Despite the dramatic shift back to in-person work over the past year, employee intention to leave their organizations remained stubbornly high — at 39% — across all working models. Physical presence alone does not fix the underlying drivers of disengagement. McKinsey identified five areas where most organizations consistently fail their employees regardless of where they work: collaboration, connectivity, innovation, mentorship, and skill development.
Organizations that bring people back to the office without intentionally investing in these five areas will not see the benefits they expect. Those that do — that use in-person time purposefully, design their physical environments for genuine collaboration, and build cultures of mentorship and growth — will outperform on every measure of organizational health.

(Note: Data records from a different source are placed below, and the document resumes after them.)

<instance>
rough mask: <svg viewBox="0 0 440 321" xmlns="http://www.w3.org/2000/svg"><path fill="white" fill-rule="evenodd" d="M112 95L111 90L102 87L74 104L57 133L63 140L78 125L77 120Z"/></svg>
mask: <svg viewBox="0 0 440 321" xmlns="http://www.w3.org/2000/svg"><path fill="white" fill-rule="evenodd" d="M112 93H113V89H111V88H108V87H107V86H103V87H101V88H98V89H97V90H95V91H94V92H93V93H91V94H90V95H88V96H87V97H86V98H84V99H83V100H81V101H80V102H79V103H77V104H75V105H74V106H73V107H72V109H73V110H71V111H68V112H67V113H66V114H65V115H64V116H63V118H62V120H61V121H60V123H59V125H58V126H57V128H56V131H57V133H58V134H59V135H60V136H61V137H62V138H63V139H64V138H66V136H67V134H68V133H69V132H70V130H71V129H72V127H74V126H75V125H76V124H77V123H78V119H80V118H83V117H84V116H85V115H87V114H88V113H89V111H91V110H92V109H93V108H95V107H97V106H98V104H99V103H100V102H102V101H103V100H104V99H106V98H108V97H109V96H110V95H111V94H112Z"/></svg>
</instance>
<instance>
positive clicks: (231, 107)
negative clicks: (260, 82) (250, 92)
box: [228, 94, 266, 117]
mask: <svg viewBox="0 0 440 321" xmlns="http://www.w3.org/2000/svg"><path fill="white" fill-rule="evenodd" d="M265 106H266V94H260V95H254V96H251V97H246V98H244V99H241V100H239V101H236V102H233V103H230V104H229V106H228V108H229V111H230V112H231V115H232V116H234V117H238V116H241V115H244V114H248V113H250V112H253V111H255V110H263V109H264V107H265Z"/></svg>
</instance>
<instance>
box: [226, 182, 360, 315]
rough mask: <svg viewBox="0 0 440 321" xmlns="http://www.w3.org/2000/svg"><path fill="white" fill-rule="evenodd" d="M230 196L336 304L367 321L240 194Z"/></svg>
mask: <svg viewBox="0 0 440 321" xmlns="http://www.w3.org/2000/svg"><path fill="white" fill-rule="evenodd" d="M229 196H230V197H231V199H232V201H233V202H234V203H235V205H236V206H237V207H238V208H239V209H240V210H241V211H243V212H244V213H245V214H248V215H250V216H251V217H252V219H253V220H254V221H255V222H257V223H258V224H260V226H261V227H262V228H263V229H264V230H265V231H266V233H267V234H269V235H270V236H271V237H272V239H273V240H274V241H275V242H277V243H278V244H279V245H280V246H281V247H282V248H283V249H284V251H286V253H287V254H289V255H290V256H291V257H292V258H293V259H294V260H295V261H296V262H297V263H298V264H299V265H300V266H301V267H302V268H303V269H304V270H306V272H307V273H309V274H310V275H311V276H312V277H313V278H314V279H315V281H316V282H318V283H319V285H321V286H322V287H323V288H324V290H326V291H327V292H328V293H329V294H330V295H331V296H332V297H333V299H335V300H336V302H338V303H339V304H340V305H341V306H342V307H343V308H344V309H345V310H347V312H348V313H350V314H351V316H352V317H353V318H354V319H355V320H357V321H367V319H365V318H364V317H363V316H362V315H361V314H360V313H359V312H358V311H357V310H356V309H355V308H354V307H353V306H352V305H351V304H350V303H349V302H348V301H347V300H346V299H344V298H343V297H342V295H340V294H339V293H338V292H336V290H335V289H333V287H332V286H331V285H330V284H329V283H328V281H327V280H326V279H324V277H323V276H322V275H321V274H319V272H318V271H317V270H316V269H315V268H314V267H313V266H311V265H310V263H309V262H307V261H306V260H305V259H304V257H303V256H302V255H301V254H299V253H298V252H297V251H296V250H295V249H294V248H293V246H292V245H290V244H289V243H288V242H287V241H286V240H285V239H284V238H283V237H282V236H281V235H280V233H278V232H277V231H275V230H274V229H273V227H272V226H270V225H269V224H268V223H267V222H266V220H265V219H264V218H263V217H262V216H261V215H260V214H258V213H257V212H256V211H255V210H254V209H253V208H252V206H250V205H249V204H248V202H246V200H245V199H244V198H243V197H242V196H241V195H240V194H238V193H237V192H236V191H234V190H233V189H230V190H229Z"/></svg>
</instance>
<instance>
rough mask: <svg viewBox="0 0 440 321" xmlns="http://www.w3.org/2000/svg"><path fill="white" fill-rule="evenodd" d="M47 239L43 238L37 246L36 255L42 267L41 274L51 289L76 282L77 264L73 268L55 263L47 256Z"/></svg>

What the Research Does — and Doesn’t — Support
The research firmly supports the conclusion that in-person time accelerates career development and mentorship; that face-to-face interaction builds stronger team culture and trust; that new employees develop faster when they are physically present with colleagues; that creativity and collaborative problem-solving benefit from proximity; and that hybrid models of two to three days in-person optimize both well-being and performance for most knowledge workers.
The research does not support the claim that individual productivity is always higher in the office — it varies substantially by task type, role, and individual. It does not support one-size-fits-all mandates that ignore meaningful differences between roles, teams, and life circumstances. And it does not support the use of surveillance and monitoring as substitutes for genuine management.
The Bottom Line
Two years of post-pandemic experience have produced a reasonably clear verdict: in-person and hybrid work, done well, genuinely outperform full-time remote arrangements on the dimensions that matter most for organizational health, career development, and human connection. The gains from full-time remote work — in individual productivity and flexibility — are real but limited. The losses — in mentorship, belonging, career visibility, and collaborative energy — are also real and, for many people, larger than anticipated.
The question is no longer really “should people come back?” The question is how to design the return so that it delivers on its promise — and that’s a challenge of leadership, not just logistics.